Louisiana will pay $108 million to get out of a bond deal that helped pay for repairs and upgrades to the Mercedes-Benz Superdome after Hurricane Katrina but whose costs ballooned when the market for those bonds imploded. The refinancing is tied to a $9 million settlement with Merrill Lynch, which structured the original bond deal, and should put the...
Louisiana will pay $108 million to get out of a bond deal that helped pay for repairs and upgrades to the Mercedes-Benz Superdome after Hurricane Katrina but whose costs ballooned when the market for those bonds imploded. The refinancing is tied to a $9 million settlement with Merrill Lynch, which structured the original bond deal, and should put the Louisiana Stadium and Exposition District on more stable footing to pay off its debts without assistance from state coffers, officials told the State Bond Commission Thursday.
The $361 million deal will allow the district to pay off the $233 million in bonds, known as "auction-rate securities," that the state purchased when the market for the bonds collapsed in 2008. The total amount of the new bond sale includes termination fees put in place when the bonds were originally issued in 2006, State Bond Commission Director Whit Kling said.
State Treasurer John Kennedy said the deal would benefit the state by taking the bonds off of unstable, variable interest rates that shot up to about 12 percent. The new bonds will have a fixed rate below 3.4 percent.

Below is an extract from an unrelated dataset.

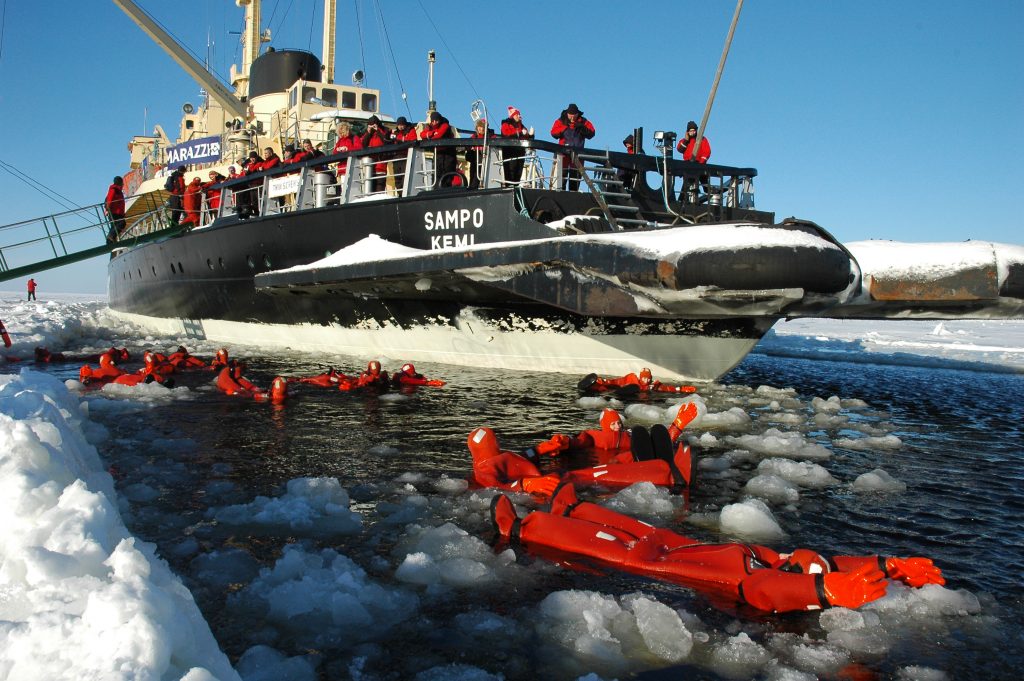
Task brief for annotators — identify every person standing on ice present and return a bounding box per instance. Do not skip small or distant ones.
[490,484,945,612]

"We lost less than we could have," Kennedy said.
The stadium district, which oversees the Superdome and other state-owned sports facilities, will pay about $23 million a year under the new bond deal. Superdome officials said Wednesday those payments are now $26 million a year, though they are still working to determine the total savings offered by the new, stable interest rate.
The state will continue to hold $50 million worth of bonds as part of the deal. The rest of the money that goes to the state will be reinvested, according to the Treasurer's Office.
The deal also settles a lawsuit filed by the stadium district against Merrill Lynch, which set up the original bonds and ran the market on which they were sold.
Kennedy, who opposed the deal when it was first proposed by former Gov. Kathleen Blanco, said the deal gets Louisiana out of "one of the worst deals I've seen the state enter into."